Extracting Zonal Propagation Information of Atmospheric Tides from Single Site Specular Meteor Radar Observations

Monostatic specular meteor radars (SMRs) have long been used to investigate atmospheric tides and seasonal waves in the mesosphere/lower thermosphere (MLT) [Forbes et al.,1999, Holdsworth et al., 2004, McKinley, 1961]. Winds derived from SMRs are typically averaged in time over 1 hour, and averaged in altitude over 2 km or larger slices [Marino et al., 2022, Hocking et al., 2001]. While standard SMR processing techniques are useful for determining the temporal periodicity and magnitude of atmospheric waves [Forbes, 1995, Wang et al., 2021], the reduction of observations across ∼200,000 km2 to a single wind vector fails to extract all available information — this simplification obfuscates waves’ propagation information [Marino et al., 2022].

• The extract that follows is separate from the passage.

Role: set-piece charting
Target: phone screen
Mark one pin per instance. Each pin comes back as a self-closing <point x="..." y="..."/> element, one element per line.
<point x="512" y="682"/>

One approach to this problem is to divide the spatial extent of observations into multiple zones, making the progression of waves across the instrument’s field-of-view discernible. Given atmospheric tides propagate zonally, this work organizes observations into east-west bins perpendicular to the direction of propagation [Forbes, 1995, Forbes et al., 1999]. Stratifying observations into a small number (2-5) of east-west bins allows the propagation of wavefronts across the radar field of view to be seen, revealing the waves’ direction of travel and spatial periodicity. The first step in validating this technique is sampling a simulated wind field constructed of a mean wind and tidal perturbations, which are the dominant periodicity, and sampled using real meteor distributions. Using meteor observations from the McMurdo monostatic SMR the seasonal variation of diurnal and semi-diurnal MLT tides is investigated.